To integrate heterogeneous data from different platforms and different studies, a three-step procedure was applied. First, the percentile rank from the above 
"clustering per dataset" procedure was used for the identification of informative genes in the combined datasets. Specifically, the median of percentile ranks 
across datasets was calculated and genes were ordered by the median ascendingly. Then excluding genes in the blacklist, the top 1500 genes were identified 
as informative genes. Within each dataset, for each gene, the normalized expression was corrected for cell cycle effect, donor effect, percentage of 
mitochondrial UMI counts, and DIG signature, and then scaled to z-score. Second, to reduce technical noise such as transcripts drop-out, we partitioned single 
cells into small groups (called mini-clusters hereafter) each of which contained similar cells. This strategy is similar to the MetaCell method, but our pipeline is 
compatible with gene expression data measured in CPM/TPM while MetaCell requires counts data as input.

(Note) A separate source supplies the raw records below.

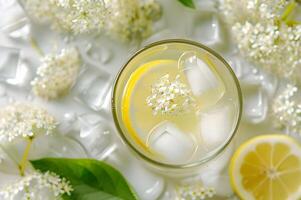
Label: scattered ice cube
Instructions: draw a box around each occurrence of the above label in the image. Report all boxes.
[191,11,227,49]
[199,144,234,175]
[6,59,33,89]
[200,103,236,149]
[28,134,87,160]
[178,51,225,100]
[107,148,165,200]
[147,121,196,164]
[242,84,268,123]
[60,113,116,160]
[74,66,111,111]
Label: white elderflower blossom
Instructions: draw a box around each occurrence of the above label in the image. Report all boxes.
[0,103,56,142]
[146,74,195,115]
[272,84,301,134]
[107,0,161,40]
[31,48,81,99]
[177,184,216,200]
[221,0,301,81]
[22,0,161,40]
[0,172,73,200]
[21,0,107,34]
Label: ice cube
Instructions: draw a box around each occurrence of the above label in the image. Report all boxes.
[191,11,228,49]
[200,103,236,149]
[74,66,111,111]
[147,121,196,164]
[106,148,165,200]
[178,51,225,100]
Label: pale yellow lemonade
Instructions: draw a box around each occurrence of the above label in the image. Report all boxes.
[115,42,240,165]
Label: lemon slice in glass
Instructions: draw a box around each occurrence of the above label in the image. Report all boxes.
[122,60,177,152]
[230,134,301,200]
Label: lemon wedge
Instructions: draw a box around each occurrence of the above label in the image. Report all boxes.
[230,134,301,200]
[121,60,177,152]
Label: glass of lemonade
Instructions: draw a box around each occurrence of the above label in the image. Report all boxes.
[112,40,242,175]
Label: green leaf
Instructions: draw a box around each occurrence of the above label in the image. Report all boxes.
[178,0,195,8]
[30,158,138,200]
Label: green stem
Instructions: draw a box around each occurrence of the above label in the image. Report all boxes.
[19,138,33,176]
[29,37,44,56]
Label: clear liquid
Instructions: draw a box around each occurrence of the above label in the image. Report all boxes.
[117,42,238,164]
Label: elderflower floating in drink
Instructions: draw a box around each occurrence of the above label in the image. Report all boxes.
[112,40,241,173]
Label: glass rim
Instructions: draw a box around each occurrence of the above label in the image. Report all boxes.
[111,39,243,169]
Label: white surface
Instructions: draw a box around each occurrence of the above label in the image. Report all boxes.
[0,0,277,200]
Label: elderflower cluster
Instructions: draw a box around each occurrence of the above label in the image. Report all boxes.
[0,172,73,200]
[31,48,81,99]
[0,103,57,142]
[22,0,161,40]
[221,0,301,81]
[146,74,195,115]
[177,185,216,200]
[272,84,301,134]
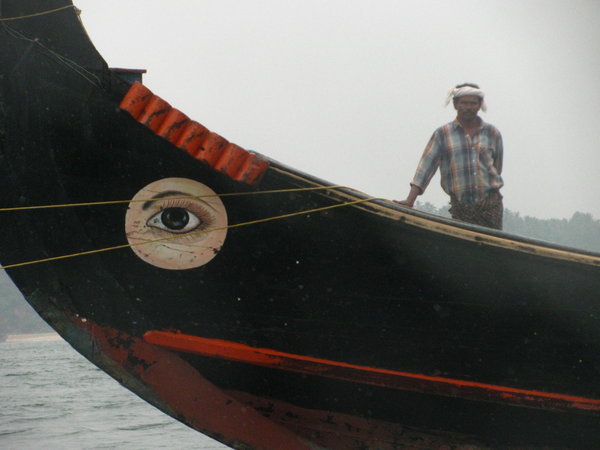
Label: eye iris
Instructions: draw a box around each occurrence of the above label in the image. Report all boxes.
[160,208,190,230]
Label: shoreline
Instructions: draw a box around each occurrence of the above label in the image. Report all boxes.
[4,332,62,343]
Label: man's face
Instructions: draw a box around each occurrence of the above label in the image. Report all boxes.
[454,95,481,121]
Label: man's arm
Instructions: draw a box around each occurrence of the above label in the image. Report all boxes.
[394,129,441,208]
[394,184,423,208]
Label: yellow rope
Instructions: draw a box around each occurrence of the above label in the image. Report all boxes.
[0,186,344,212]
[0,197,379,270]
[0,5,77,22]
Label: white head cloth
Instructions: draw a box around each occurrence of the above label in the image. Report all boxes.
[446,86,487,112]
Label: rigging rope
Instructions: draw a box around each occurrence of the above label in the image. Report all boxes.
[0,197,380,270]
[0,5,80,22]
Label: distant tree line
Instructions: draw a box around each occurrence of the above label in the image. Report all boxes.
[415,202,600,253]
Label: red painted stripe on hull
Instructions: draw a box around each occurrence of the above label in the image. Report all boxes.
[144,331,600,412]
[70,317,318,450]
[119,82,269,185]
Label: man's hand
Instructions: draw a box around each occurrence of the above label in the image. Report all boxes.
[393,198,415,208]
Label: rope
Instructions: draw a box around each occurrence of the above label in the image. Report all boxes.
[0,197,379,270]
[0,5,79,22]
[0,186,344,212]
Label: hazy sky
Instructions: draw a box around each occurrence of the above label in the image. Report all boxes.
[75,0,600,219]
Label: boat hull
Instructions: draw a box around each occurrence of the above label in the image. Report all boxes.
[0,0,600,448]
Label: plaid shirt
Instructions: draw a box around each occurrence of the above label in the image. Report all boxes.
[411,120,504,203]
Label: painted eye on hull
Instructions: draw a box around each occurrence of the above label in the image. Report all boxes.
[147,207,202,233]
[125,178,227,270]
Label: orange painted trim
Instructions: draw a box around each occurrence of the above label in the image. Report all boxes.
[144,331,600,413]
[119,82,269,185]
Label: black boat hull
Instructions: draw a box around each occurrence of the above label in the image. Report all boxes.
[0,0,600,448]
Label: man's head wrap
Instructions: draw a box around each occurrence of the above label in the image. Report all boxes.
[446,84,487,112]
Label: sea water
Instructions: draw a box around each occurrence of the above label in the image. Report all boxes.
[0,335,228,450]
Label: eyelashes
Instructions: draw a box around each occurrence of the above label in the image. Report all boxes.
[146,199,214,234]
[125,178,227,270]
[146,199,214,234]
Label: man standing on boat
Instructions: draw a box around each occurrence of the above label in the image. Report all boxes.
[397,83,504,229]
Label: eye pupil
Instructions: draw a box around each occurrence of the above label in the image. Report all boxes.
[160,208,190,230]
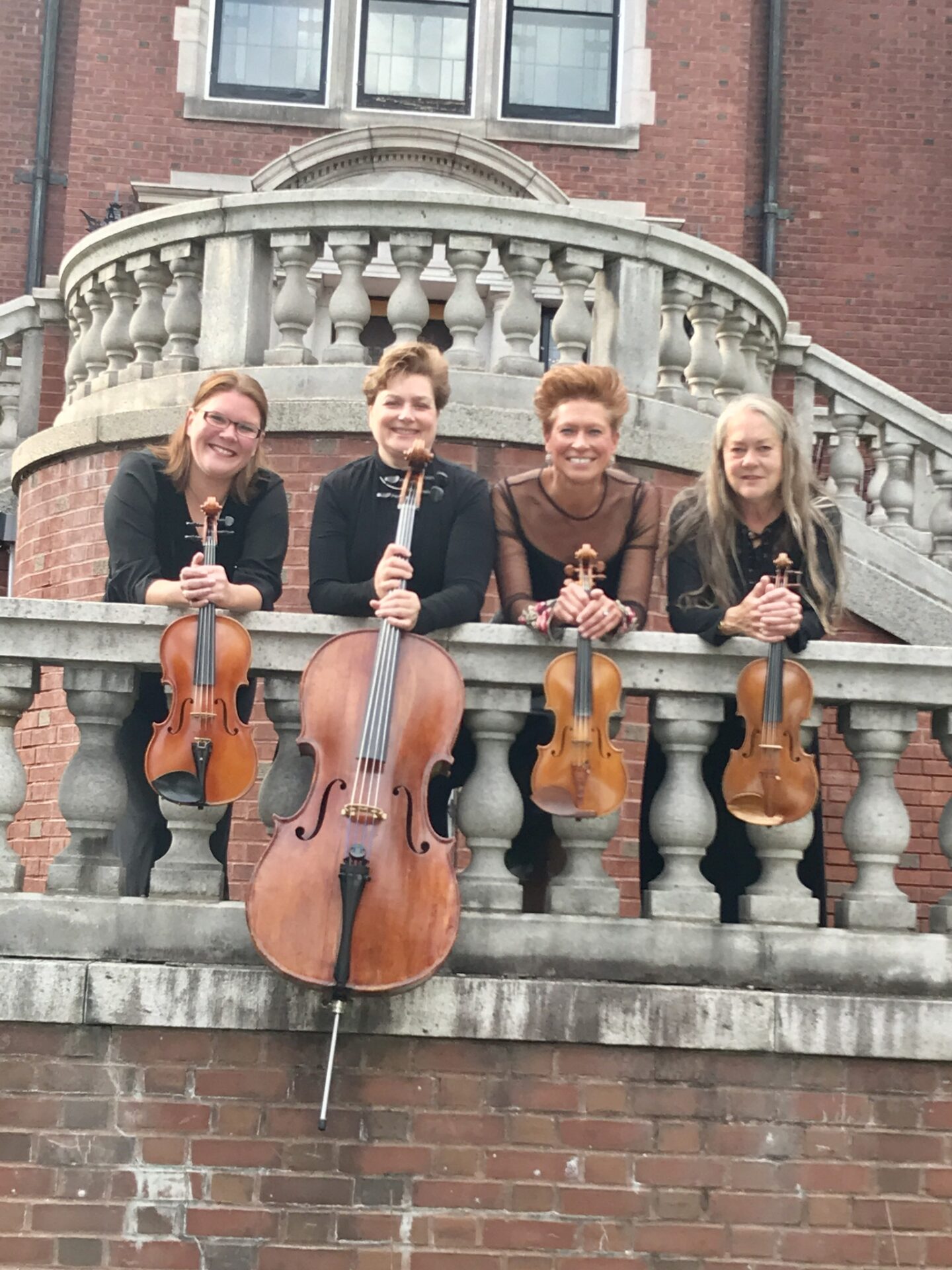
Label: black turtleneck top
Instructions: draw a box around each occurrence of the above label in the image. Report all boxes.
[307,453,495,635]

Specifically, within each dataset, the Seurat v3 
pipeline was applied to the z-score matrix of the informative genes. The parameter k for the k-nearest neighbor algorithm was changed from the default value 
20 to 10, and the resolution for Louvain clustering was set to a high resolution of 50 (for datasets with < 500 cells, 25 was used instead). Thus, clusters with 
small sizes were identified as mini-cluster. Then the z-score transformed gene expression was averaged per min-cluster. Thus, the original gene by cell 
expression matrix was converted to the gene by mini-cluster expression matrix. Such matrices of all datasets were combined by column and only genes present 
in all datasets were kept. The combined matrix would be used for downstream analysis. Third, Harmony was applied immediately after PCA, which was based 
on the combined matrix of the informative genes. Then Uniform Manifold Approximation and Projection (UMAP) and clustering (both implemented in the Seurat 
v3 pipeline) were performed on the "harmony space" to identify clusters of mini-clusters (called meta-clusters hereafter). 

The code implemented the pipeline could be found in github (hitps://github.com/Japrin/scPip).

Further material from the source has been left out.